Impacts of integrated nutrient management on methane emission, global warming potential and carbon storage capacity in rice grown in a northeast India soil.

Rice soil is a source of emission of two major greenhouse gases (methane (CH4) and nitrous oxide (N2O)) and a sink of carbon dioxide (CO2). The effect of inorganic fertilizers in combination with various organics (cow dung, green manure (Sesbania aculeata) Azolla compost, rice husk) on CH4 emission, global warming potential, and soil carbon storage along with crop productivity were studied at university farm under field conditions. The experiment was conducted in a randomized block design for 2 years in a monsoon rice (cv. Ranjit) ecosystem (June-November, 2014 and 2015). Combined application of inorganic (NPK) with Sesbania aculeata resulted in high global warming potential (GWP) of 887.4 kg CO2 ha-1 and low GWP of 540.6 kg CO2 ha-1 was recorded from inorganic fertilizer applied field.
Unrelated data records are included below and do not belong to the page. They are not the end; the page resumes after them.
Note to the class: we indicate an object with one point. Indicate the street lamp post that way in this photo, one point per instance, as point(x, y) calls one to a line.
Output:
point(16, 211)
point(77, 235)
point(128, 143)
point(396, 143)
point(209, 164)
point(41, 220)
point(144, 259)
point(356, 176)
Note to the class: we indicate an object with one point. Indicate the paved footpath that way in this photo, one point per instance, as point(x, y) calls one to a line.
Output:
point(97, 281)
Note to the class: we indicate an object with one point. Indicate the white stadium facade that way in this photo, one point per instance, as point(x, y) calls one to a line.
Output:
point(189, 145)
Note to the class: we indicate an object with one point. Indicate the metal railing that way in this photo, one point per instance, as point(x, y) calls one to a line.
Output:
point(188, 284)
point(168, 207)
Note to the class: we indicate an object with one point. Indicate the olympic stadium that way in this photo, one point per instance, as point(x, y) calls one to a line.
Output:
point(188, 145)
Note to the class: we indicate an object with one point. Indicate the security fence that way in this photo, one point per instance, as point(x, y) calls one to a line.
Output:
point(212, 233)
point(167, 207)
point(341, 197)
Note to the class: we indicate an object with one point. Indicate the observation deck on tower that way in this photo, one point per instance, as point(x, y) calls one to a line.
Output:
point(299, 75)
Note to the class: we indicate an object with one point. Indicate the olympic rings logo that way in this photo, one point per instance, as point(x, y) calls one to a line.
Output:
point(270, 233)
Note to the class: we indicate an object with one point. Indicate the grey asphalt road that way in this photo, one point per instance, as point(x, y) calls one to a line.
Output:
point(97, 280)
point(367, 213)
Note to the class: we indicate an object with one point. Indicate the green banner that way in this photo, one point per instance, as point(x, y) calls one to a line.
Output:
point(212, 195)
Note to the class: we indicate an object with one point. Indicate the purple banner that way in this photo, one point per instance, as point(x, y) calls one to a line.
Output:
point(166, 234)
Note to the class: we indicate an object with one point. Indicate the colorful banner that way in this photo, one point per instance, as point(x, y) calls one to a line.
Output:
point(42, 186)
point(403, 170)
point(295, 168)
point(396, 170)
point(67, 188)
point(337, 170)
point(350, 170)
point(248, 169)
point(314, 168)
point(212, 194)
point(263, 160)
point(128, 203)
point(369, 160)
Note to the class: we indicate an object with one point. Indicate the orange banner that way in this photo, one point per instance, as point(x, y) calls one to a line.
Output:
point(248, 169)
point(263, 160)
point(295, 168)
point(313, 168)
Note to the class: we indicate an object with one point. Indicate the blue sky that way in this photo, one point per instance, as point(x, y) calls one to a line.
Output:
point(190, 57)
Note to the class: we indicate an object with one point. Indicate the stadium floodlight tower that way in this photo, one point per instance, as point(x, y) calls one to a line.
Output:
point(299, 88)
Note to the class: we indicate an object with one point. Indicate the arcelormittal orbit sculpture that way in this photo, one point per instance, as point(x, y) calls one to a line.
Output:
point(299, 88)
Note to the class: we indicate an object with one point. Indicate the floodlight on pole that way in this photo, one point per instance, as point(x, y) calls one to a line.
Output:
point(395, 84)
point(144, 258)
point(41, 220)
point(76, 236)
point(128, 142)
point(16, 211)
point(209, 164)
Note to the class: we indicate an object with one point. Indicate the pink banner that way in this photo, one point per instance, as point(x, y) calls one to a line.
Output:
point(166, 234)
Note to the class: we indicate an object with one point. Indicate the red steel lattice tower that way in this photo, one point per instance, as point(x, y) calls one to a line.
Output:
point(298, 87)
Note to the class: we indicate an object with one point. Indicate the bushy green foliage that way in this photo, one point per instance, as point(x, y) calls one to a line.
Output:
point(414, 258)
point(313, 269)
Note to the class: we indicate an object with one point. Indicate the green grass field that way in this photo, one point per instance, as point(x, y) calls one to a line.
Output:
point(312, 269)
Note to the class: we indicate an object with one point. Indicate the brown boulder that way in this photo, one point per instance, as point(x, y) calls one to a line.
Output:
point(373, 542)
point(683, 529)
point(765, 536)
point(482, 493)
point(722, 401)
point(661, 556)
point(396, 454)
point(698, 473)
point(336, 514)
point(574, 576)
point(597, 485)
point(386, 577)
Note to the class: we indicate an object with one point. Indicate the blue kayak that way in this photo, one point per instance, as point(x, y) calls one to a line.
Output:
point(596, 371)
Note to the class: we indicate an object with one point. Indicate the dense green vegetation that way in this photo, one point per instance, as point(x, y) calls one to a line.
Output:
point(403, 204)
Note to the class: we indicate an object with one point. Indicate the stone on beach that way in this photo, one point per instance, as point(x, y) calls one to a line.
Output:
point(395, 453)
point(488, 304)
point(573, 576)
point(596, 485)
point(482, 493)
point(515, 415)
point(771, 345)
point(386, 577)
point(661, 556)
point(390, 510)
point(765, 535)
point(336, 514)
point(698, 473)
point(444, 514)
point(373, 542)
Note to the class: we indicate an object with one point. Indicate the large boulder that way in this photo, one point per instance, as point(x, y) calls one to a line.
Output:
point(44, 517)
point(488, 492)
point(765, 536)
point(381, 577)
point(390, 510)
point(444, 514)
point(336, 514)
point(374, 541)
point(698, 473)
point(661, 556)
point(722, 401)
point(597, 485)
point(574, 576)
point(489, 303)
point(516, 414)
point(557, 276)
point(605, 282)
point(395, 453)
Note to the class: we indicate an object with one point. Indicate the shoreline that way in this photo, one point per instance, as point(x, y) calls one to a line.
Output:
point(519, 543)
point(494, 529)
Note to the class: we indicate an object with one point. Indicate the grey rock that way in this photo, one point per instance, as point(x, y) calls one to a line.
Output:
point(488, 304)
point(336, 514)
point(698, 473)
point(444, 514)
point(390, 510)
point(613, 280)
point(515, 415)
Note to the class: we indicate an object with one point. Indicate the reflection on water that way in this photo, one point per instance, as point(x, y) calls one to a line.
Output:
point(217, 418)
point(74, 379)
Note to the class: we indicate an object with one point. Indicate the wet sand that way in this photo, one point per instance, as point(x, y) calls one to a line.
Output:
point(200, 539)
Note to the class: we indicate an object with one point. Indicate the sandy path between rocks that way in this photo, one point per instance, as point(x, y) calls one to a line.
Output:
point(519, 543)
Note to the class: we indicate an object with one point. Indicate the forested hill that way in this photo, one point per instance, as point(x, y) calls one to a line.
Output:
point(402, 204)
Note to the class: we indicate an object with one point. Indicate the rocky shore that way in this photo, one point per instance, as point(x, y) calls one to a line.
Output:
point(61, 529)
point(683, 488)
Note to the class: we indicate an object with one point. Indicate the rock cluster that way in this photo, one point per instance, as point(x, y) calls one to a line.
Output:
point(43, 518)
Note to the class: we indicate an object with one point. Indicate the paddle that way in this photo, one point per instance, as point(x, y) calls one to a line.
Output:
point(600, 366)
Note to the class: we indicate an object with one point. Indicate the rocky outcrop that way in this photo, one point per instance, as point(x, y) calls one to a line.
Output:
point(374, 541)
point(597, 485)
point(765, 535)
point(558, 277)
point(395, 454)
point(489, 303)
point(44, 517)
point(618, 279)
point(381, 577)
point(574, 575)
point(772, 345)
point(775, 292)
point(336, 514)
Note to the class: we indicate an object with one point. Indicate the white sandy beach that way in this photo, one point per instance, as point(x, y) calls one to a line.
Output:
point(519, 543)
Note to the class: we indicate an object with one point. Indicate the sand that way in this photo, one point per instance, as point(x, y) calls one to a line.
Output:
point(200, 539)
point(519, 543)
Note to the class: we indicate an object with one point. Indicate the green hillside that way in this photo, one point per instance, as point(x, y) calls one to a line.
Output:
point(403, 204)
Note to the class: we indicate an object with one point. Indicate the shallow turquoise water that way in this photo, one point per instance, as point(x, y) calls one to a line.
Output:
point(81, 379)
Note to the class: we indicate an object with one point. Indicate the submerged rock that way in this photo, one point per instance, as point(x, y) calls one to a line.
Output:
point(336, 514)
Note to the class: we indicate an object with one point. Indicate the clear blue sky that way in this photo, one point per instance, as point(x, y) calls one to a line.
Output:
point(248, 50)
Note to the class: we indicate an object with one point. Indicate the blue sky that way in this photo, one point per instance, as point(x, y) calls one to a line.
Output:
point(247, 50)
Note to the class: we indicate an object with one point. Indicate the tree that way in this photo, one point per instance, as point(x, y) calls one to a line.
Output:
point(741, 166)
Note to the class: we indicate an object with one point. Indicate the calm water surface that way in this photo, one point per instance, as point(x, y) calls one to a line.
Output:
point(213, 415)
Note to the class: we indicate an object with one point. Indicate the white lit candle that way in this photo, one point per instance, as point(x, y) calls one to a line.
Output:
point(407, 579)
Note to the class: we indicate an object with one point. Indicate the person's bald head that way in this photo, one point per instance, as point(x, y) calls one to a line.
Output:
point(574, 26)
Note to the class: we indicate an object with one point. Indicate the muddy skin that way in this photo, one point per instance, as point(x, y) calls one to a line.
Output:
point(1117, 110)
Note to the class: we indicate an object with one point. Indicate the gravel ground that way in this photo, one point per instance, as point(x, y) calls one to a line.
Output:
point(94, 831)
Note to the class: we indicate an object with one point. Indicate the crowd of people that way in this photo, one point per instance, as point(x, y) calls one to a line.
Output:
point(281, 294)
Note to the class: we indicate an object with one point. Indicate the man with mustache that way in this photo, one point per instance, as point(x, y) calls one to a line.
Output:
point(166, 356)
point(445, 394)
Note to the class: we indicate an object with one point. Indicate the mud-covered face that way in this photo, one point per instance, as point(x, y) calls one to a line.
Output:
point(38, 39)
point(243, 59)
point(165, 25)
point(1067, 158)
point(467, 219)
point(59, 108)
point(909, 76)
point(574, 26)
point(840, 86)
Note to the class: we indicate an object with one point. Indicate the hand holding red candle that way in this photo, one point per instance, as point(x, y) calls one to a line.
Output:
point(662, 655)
Irrespective of the type of organic amendments, flag leaf photosynthesis of the rice crop increased over NPK application (control). There was an increase in CH4 emission from the organic amended fields compared to NPK alone. The combined application of NPK and Azolla compost was effective in the buildup of soil carbon (16.93 g kg-1) and capacity of soil carbon storage (28.1 Mg C ha-1) with high carbon efficiency ratio (16.9). Azolla compost application along with NPK recorded 15.66% higher CH4 emission with 27.43% yield increment over control. Azolla compost application significantly enhanced carbon storage of soil and improved the yielding ability of grain (6.55 Mg ha-1) over other treatments.